Commentary Magazine


Posts For: May 12, 2007

Les Demoiselles at 100

To mark the centenary of Pablo Picasso’s seminal painting Les Demoiselles d’Avignon, the Museum of Modern Art has organized a small but choice exhibition. Les Demoiselles has been scrupulously cleaned and restored, and is now on display along with nine preliminary studies. Here one can trace its genesis: how Picasso pared down the composition, eliminating the secondary figures and props, to arrive at its dense thicket of five prostitutes, leering or grinning from behind African masks. The show warrants a visit. The century since the painting’s completion has produced far more scandalous and shocking work, but it has produced nothing so revolutionary.

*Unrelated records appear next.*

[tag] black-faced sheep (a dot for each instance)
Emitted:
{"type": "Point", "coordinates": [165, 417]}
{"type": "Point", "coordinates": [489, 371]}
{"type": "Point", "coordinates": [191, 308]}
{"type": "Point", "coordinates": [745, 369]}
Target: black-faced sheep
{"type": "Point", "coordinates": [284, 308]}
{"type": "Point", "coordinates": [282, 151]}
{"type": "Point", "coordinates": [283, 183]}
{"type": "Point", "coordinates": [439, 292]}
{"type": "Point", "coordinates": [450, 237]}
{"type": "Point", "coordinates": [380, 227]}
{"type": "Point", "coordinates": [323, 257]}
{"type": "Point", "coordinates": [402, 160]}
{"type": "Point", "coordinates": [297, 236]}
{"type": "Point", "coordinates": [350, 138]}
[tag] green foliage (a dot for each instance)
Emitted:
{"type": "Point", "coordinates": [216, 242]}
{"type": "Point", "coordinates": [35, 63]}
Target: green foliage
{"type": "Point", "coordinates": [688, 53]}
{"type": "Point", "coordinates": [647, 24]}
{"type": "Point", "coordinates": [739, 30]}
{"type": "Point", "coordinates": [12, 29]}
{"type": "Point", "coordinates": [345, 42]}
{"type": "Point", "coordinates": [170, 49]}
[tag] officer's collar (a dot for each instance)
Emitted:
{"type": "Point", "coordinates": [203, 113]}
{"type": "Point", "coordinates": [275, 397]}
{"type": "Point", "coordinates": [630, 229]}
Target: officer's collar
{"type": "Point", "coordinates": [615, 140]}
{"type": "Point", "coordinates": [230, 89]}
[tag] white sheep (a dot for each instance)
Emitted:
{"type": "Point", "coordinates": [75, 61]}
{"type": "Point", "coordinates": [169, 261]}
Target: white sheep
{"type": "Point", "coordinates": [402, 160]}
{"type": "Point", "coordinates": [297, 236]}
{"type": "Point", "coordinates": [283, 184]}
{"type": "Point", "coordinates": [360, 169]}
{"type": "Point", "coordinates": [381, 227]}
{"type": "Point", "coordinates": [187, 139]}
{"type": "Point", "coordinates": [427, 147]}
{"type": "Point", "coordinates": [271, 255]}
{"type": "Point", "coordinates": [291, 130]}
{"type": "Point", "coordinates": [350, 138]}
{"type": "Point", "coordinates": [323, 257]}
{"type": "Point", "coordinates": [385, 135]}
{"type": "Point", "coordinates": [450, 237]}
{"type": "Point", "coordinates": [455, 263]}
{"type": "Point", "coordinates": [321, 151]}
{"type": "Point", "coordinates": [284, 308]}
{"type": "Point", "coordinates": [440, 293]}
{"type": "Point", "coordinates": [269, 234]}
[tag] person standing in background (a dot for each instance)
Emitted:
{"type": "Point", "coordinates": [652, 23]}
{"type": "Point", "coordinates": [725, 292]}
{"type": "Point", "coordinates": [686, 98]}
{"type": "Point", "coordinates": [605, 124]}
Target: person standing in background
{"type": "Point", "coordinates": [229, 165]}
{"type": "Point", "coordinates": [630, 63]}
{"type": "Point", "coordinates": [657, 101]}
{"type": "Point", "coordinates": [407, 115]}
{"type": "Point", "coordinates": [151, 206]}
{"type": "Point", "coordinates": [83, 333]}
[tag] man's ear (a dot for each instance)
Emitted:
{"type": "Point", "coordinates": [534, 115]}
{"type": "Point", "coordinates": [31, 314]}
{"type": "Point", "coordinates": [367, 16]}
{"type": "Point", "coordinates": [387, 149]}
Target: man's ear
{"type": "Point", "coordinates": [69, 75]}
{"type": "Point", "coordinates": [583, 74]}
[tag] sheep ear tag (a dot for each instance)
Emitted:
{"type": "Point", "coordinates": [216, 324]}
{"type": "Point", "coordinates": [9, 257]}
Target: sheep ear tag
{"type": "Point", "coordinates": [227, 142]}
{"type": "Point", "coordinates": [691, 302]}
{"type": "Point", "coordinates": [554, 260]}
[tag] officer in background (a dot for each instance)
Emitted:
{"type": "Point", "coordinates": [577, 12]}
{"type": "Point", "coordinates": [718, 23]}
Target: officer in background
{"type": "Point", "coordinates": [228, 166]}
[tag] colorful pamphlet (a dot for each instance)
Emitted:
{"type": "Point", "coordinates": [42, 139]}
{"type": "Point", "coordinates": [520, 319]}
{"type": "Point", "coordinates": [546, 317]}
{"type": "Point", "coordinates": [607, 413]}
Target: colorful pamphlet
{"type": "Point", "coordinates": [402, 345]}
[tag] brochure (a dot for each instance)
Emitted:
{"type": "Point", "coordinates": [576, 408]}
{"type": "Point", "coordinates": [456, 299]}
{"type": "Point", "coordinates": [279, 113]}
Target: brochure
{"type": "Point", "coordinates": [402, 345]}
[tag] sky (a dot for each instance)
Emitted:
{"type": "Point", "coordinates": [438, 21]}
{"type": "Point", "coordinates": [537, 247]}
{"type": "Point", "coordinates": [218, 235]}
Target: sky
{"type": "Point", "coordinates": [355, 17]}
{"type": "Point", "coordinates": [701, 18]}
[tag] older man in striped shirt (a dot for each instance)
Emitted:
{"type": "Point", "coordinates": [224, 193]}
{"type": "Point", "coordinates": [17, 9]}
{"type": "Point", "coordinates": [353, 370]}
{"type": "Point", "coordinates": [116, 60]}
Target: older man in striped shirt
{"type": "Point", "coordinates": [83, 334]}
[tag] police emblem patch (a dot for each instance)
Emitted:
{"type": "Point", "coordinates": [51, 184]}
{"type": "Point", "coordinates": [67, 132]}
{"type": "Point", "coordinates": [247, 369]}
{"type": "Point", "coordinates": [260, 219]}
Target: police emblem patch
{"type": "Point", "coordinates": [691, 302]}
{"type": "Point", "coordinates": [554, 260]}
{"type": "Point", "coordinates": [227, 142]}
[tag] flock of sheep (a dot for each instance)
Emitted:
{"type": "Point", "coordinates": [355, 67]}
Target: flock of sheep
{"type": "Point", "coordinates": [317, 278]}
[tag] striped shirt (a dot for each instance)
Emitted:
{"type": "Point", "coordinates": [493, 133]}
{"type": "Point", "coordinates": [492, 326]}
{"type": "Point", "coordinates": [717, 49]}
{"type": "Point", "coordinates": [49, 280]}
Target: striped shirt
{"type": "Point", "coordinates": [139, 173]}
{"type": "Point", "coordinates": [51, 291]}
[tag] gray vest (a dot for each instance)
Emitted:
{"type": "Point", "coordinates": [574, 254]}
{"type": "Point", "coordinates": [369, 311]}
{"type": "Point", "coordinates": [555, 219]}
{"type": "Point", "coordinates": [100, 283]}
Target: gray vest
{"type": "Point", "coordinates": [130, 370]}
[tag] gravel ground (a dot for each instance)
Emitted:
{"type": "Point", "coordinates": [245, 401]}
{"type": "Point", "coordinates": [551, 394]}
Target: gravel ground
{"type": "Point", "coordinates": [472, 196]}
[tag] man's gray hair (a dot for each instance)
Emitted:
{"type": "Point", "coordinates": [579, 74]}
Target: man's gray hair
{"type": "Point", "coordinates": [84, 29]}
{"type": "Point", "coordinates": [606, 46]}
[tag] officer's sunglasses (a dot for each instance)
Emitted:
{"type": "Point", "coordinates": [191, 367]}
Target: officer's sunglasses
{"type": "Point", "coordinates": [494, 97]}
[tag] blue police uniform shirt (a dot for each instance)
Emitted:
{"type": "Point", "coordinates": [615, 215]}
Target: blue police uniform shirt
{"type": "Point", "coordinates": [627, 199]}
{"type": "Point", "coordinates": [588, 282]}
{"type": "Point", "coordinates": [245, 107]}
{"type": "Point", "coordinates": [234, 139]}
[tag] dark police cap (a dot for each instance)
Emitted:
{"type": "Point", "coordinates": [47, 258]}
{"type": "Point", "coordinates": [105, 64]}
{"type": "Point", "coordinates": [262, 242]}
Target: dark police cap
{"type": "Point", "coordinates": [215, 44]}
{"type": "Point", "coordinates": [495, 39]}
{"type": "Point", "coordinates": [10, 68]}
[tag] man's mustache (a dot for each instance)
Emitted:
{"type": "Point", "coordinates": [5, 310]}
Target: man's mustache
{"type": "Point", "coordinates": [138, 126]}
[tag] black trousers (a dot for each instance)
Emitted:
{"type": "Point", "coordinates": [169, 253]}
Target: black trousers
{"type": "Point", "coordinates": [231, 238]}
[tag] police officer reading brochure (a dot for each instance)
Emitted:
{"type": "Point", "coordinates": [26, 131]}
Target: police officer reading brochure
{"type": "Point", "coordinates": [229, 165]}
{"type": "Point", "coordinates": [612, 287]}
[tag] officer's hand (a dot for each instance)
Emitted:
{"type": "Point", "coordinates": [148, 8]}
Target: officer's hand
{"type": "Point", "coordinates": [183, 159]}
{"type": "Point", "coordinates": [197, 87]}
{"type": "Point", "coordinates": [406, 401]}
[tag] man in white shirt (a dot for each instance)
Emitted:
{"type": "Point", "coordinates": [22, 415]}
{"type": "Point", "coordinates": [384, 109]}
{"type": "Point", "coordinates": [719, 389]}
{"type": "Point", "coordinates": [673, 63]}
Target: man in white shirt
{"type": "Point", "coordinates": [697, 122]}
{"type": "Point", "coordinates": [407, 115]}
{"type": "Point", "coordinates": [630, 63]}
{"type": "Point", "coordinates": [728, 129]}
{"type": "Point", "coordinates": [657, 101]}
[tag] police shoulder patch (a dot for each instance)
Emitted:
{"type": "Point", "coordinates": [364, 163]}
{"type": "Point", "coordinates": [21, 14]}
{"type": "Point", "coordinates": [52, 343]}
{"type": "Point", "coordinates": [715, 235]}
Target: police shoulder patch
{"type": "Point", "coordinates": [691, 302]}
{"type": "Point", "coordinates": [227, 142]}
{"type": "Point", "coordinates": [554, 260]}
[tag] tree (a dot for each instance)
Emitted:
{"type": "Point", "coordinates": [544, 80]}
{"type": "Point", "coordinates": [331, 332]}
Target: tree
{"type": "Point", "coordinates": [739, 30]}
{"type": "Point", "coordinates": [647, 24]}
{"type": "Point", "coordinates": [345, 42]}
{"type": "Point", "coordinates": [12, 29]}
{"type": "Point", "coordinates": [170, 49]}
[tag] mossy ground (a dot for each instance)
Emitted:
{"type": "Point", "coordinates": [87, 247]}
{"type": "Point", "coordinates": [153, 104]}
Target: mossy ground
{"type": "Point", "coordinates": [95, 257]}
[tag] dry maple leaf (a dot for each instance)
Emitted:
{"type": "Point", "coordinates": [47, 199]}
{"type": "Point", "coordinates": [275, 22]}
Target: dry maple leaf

Former Metropolitan Museum of Art director Thomas Hoving, however, considers Les Demoiselles not merely the most revolutionary work of its century, but of all time. (Hoving is, perhaps unsurprisingly, one of the main popularizers of the idea of the “blockbuster” exhibition.) In an exultant paean to the painting, he proposes that no single work of art—neither in classical antiquity nor the Renaissance—has changed the course of art so decisively as Les Demoiselles d’Avignon. Having given birth to Cubism and “all the subsequent ‘isms’ of contemporary art,” it must be regarded as “the single most influential work of art ever created.”